An important part of Ash grammar is an extensive set of so called locative verbs which are used almost like a noun classification system and cover location, motion and related concepts while providing specific information about the referent at hand, such as specifying whether liquid is involved. These also have reduced clitic forms used as classifiers and topic markers.

These are some of those verbs:

Locative Classifier Gloss Semantic range
laa la, da, na :STAT General stative (indefinite or permanent)
goa go, ŋo :ACT General active (temporary or dynamic)
sa͠a sa :LIQ Water and other liquids
see se :AER Air and weather
boa bo, mo :CRESC Growth (hair, plants et c.)
doo do, no :PART Particles (powder, sand, dust, smoke, spores et c.)
mea me :PYR Fire (by extension core or centre)
baa ba, ma :MAN Hand and instrumental (things held; implements and tools)

There are also some classifiers without corresponding verbs:

Classifier Gloss Semantic range
ya, wa, nya :GEM Used mainly of pairs (e.g. eyes, hands) but does not denote dual number
na :COLL Used mainly of collectives (e.g. people) and higher animates but does not denote plural number

Others do have corresponding verbs but not locative ones, such as the personal ga~ŋa corresponding to gaa "say", used for referring to individuals by name (e.g. ảo ga the person vs. ảo sa the sea).

Classificatory topicalisation

An unstressed locative verb is required as a topical marker following a fronted nominal, resembling a particle. The choice of verb functions much like a noun class classifier and can be used to differentiate between various meanings of a single nominal lexeme.

ĩbmo͠o mo
POSS-head=CLF.TOP
hair (on the head)
ĩbmo͠o na
POSS-head=CLF.TOP
head (on the body)

Used this way they nonetheless remain verbs with the accompanying syntactic implications. Since they create subclauses, a nominal specified for category with a locative verb cannot be used in object position and so will always precede any agent. However, since this is in line with the normal rule of topicalisation by fronting, it has no actual implications for the syntax.

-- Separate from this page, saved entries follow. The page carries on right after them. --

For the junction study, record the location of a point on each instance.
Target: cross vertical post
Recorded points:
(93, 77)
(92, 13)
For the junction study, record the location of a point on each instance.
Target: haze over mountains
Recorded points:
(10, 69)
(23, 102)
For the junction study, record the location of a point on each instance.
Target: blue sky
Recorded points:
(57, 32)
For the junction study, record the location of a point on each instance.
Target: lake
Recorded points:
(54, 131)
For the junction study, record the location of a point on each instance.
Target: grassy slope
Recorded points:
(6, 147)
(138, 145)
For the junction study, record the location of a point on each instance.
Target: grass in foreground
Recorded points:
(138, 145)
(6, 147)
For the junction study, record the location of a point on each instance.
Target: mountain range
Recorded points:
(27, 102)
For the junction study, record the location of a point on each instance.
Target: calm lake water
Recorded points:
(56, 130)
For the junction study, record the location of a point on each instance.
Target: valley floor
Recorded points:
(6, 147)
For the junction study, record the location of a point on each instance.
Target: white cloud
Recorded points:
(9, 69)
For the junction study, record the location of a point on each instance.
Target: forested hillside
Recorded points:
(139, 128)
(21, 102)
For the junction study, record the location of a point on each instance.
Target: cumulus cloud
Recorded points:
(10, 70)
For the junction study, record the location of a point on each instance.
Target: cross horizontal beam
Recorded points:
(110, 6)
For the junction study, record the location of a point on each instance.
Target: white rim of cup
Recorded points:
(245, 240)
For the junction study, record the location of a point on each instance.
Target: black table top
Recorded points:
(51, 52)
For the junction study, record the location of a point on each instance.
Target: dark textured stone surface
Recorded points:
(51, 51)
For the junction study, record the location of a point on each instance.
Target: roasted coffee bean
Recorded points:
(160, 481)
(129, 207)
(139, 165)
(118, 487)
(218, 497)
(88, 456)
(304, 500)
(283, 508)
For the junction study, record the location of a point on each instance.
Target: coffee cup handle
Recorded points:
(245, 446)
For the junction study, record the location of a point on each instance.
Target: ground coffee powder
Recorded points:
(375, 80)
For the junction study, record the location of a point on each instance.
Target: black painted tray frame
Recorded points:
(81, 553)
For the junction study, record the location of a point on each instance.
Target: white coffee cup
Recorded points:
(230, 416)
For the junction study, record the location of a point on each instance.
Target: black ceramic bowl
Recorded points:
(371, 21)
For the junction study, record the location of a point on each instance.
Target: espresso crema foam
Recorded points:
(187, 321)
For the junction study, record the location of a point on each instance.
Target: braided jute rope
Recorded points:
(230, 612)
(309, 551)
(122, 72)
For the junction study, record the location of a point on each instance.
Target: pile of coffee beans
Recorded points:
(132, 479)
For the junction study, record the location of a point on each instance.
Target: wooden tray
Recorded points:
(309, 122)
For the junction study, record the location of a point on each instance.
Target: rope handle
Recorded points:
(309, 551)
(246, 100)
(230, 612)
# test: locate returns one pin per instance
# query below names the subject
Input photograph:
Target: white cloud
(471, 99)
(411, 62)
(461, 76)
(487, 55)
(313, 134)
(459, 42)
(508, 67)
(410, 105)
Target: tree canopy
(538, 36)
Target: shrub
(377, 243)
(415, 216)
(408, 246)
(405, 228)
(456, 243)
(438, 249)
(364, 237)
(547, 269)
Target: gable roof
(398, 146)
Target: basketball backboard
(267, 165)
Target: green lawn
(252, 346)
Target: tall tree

ẽbmo͠o mo ẻhbadsas yo ảo ga
PROX-INAL-head=CLF.TOP PROX-DIR-hand.INTS.RLS-CONJ=DECL Ao=CLF
Ao is braiding my hair

Conjunction

In addition to serving as a topical marker, an unstressed locative verb can also be used as a nominal conjunction. As subject and object are never both topically marked, a series of topicalised nominals serves as a single noun phrase in the fronted subject position.

ảo ga bahba go onda egoa e
Ao=CLF.TOP dog=CLF.TOP DIST-LOC PROX-CVB:LOC:ACT.RLS=EXP
Ao and the dog are over there

Use with converbs

Converbial location is generic and locative verbs can be used to specify the meaning.

ảo sas sa͠a
sea=CLF-LOC LOC:LIQ.STAT/ACT.RLS
(be) in the ocean; at sea
ảo sas laa
sea=CLF-LOC LOC:STAT.STAT/ACT.RLS
(be) by the sea

Possession

The fossilised set of nouns that can take the possessive prefix n- can follow directly after a classified possessor.

ảhdo ga ndoo ya
Atwa=CLF-LOC POSS-foot=CLF.TOP
Atwa's foot
ảhdo gã bmo͠o na
Atwa=CLF-LOC POSS-head=CLF.TOP
Atwa's head

Otherwise the locative converbialiser -s serves to mark the possessor of a possessum.

ảhdo gas ảnda mmo
Atwa=CLF-LOC bread=CLF.TOP
Atwa's bread (lit. "bread at Ao")

Pragmatics and conventions

Modality

Wants, needs, desires and possibilities are often just expressed through morphological means in Ash, such as irrealis forms, potentials and interrogatives.

ẻhhoes yo
PROX-DIR-consume.ACT.IRR-CONJ=DECL
I want/need to eat; I am hungry
ẻhhoes no
PROX-DIR-consume.ACT.IRR-CONJ=Q
perhaps I should eat something
bahba go ẻhhoe no
dog=CLF.TOP PROX-DIR-consume.ACT.IRR=Q
maybe the dog is hungry

Colour terms

Colours are mainly expressed through qualitative converbs, likening the appearance of the referent to something else, such as mea "fire" → nayya "red; yellow; orange; brown" or ảo "sea" → ảyya "blue; green".